Abstract: SA-PO640
T-Cell Receptor Repertoire Analysis in Tonsillar Tissues of Patients With IgA Nephropathy
Session Information
- Glomerular Diseases: IgA and Complement-Mediated GN
November 05, 2022 | Location: Exhibit Hall, Orange County Convention Center‚ West Building
Abstract Time: 10:00 AM - 12:00 PM
Category: Glomerular Diseases
- 1302 Glomerular Diseases: Immunology and Inflammation
Authors
- Satokata, Kazunori, Division of Clinical Nephrology and Rheumatology, Kidney Research Center, Niigata University Graduate School of Medical and Dental Sciences, Niigata, Japan
- Goto, Shin, Division of Clinical Nephrology and Rheumatology, Kidney Research Center, Niigata University Graduate School of Medical and Dental Sciences, Niigata, Japan
- Yamaguchi, Hiroki, Division of Clinical Nephrology and Rheumatology, Kidney Research Center, Niigata University Graduate School of Medical and Dental Sciences, Niigata, Japan
- Watanabe, Hirofumi, Division of Clinical Nephrology and Rheumatology, Kidney Research Center, Niigata University Graduate School of Medical and Dental Sciences, Niigata, Japan
- Yamamoto, Suguru, Division of Clinical Nephrology and Rheumatology, Kidney Research Center, Niigata University Graduate School of Medical and Dental Sciences, Niigata, Japan
- Kaneko, Yoshikatsu, Division of Clinical Nephrology and Rheumatology, Kidney Research Center, Niigata University Graduate School of Medical and Dental Sciences, Niigata, Japan
- Narita, Ichiei, Division of Clinical Nephrology and Rheumatology, Kidney Research Center, Niigata University Graduate School of Medical and Dental Sciences, Niigata, Japan
Background
Immunoglobulin A nephropathy (IgAN) is the most prevalent primary chronic glomerulonephritis.
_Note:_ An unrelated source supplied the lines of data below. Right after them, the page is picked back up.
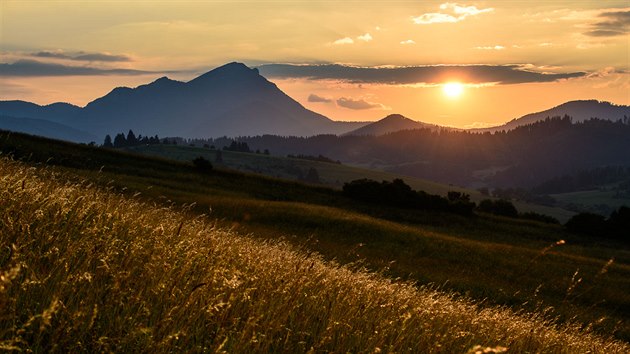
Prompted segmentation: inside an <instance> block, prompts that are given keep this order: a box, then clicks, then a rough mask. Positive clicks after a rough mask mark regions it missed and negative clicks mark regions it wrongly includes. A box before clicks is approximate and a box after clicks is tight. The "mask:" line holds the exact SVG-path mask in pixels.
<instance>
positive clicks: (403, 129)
mask: <svg viewBox="0 0 630 354" xmlns="http://www.w3.org/2000/svg"><path fill="white" fill-rule="evenodd" d="M422 128H434V129H437V128H439V126H437V125H433V124H427V123H422V122H418V121H415V120H412V119H409V118H407V117H405V116H403V115H400V114H390V115H388V116H387V117H385V118H383V119H381V120H379V121H376V122H374V123H370V124H368V125H366V126H363V127H361V128H359V129H355V130H353V131H351V132H348V133H345V134H344V135H373V136H377V135H384V134H387V133H393V132H397V131H399V130H412V129H422Z"/></svg>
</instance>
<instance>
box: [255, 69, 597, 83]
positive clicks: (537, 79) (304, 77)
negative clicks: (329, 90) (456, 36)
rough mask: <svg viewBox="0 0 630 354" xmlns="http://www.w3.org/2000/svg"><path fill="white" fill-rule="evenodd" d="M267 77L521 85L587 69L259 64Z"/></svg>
mask: <svg viewBox="0 0 630 354" xmlns="http://www.w3.org/2000/svg"><path fill="white" fill-rule="evenodd" d="M258 69H259V71H260V73H261V74H262V75H263V76H266V77H276V78H305V79H312V80H326V79H328V80H340V81H346V82H351V83H375V84H388V85H413V84H439V83H443V82H444V81H448V80H458V81H462V82H465V83H472V84H482V83H490V82H493V83H499V84H520V83H528V82H551V81H556V80H561V79H569V78H575V77H582V76H585V75H586V74H587V73H584V72H572V73H559V74H555V73H542V72H533V71H528V70H525V69H524V68H523V66H520V65H435V66H406V67H355V66H345V65H339V64H322V65H292V64H266V65H261V66H259V67H258Z"/></svg>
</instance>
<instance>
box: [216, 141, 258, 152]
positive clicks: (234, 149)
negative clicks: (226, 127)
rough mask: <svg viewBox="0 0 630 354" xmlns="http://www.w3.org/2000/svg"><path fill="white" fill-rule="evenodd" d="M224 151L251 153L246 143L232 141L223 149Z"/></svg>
mask: <svg viewBox="0 0 630 354" xmlns="http://www.w3.org/2000/svg"><path fill="white" fill-rule="evenodd" d="M223 150H225V151H237V152H252V150H251V149H250V148H249V146H248V145H247V143H246V142H240V141H232V143H230V146H226V147H224V148H223Z"/></svg>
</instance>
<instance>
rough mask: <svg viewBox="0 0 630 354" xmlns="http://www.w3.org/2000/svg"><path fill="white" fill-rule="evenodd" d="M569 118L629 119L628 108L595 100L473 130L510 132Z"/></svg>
mask: <svg viewBox="0 0 630 354" xmlns="http://www.w3.org/2000/svg"><path fill="white" fill-rule="evenodd" d="M565 115H567V116H570V117H571V118H572V119H573V122H575V123H578V122H584V121H587V120H589V119H591V118H598V119H603V120H609V121H613V122H616V121H618V120H623V119H624V117H630V106H624V105H615V104H612V103H610V102H605V101H597V100H581V101H569V102H566V103H563V104H561V105H559V106H556V107H553V108H550V109H548V110H545V111H542V112H536V113H530V114H527V115H524V116H522V117H520V118H516V119H513V120H511V121H509V122H507V123H505V124H503V125H500V126H497V127H491V128H484V129H473V130H472V131H479V132H494V131H501V130H505V131H508V130H512V129H514V128H516V127H519V126H523V125H527V124H532V123H536V122H539V121H542V120H545V119H546V118H549V117H563V116H565Z"/></svg>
The aberrant mucosal immune response is considered to be related to the IgAN pathogenesis. However, evidence for the involvement of T-cells in mucosal immunity of IgAN is limited, and we conducted a comprehensive analysis of T-cell receptor repertoire in the tonsillar tissues in patients with IgAN.
Methods
28 patients with biopsy-proven IgAN and 20 patients with recurrent tonsillitis (RT) who had undergone tonsillectomy were included in the study. After total RNA was extracted from each dissected tonsillar crypt, unbiased adaptor-ligation-PCR was carried out as library preparation. Then T cell receptor (TCR) sequencing was performed by the next-generation sequencer. We examined the usages of variable and joining regions and analyzed diversity and similarity in TCRα (TRA) and β (TRB) genes at the tonsillar crypts using bioinformatics software.
Results
TCR sequencing obtained an average of 74,761 in-frame reads in TRA gene and 57,163 in TRB gene per sample. Diversity indexes of repertoire in both TRA and TRB were not different between patients with IgAN and RT. Similarity indexes of TRA repertoire, but not TRB, were significantly lower in IgAN than in RT patients (p<0.01), and the sharing of TRA clonotypes by more than two individuals was significantly lower in IgAN patients (p<0.05). In shared TRA sequences, TRAV1-2 and TRAJ33, which belong to invariant TCRs, were significantly shared by RT patients (p<0.01). On the other hand, the relative abundance of shared TRA repertoires in IgAN patients was higher than in RT and significantly increased in shorter CDR3 lengths (p<0.05). TRAV41 was significantly abundant in shorter CDR3 lengths of IgAN patients.
Conclusion
Our data suggests that dynamic changes in the T-cell subset are involved in abnormal mucosal immune responses in the tonsils of patients with IgAN.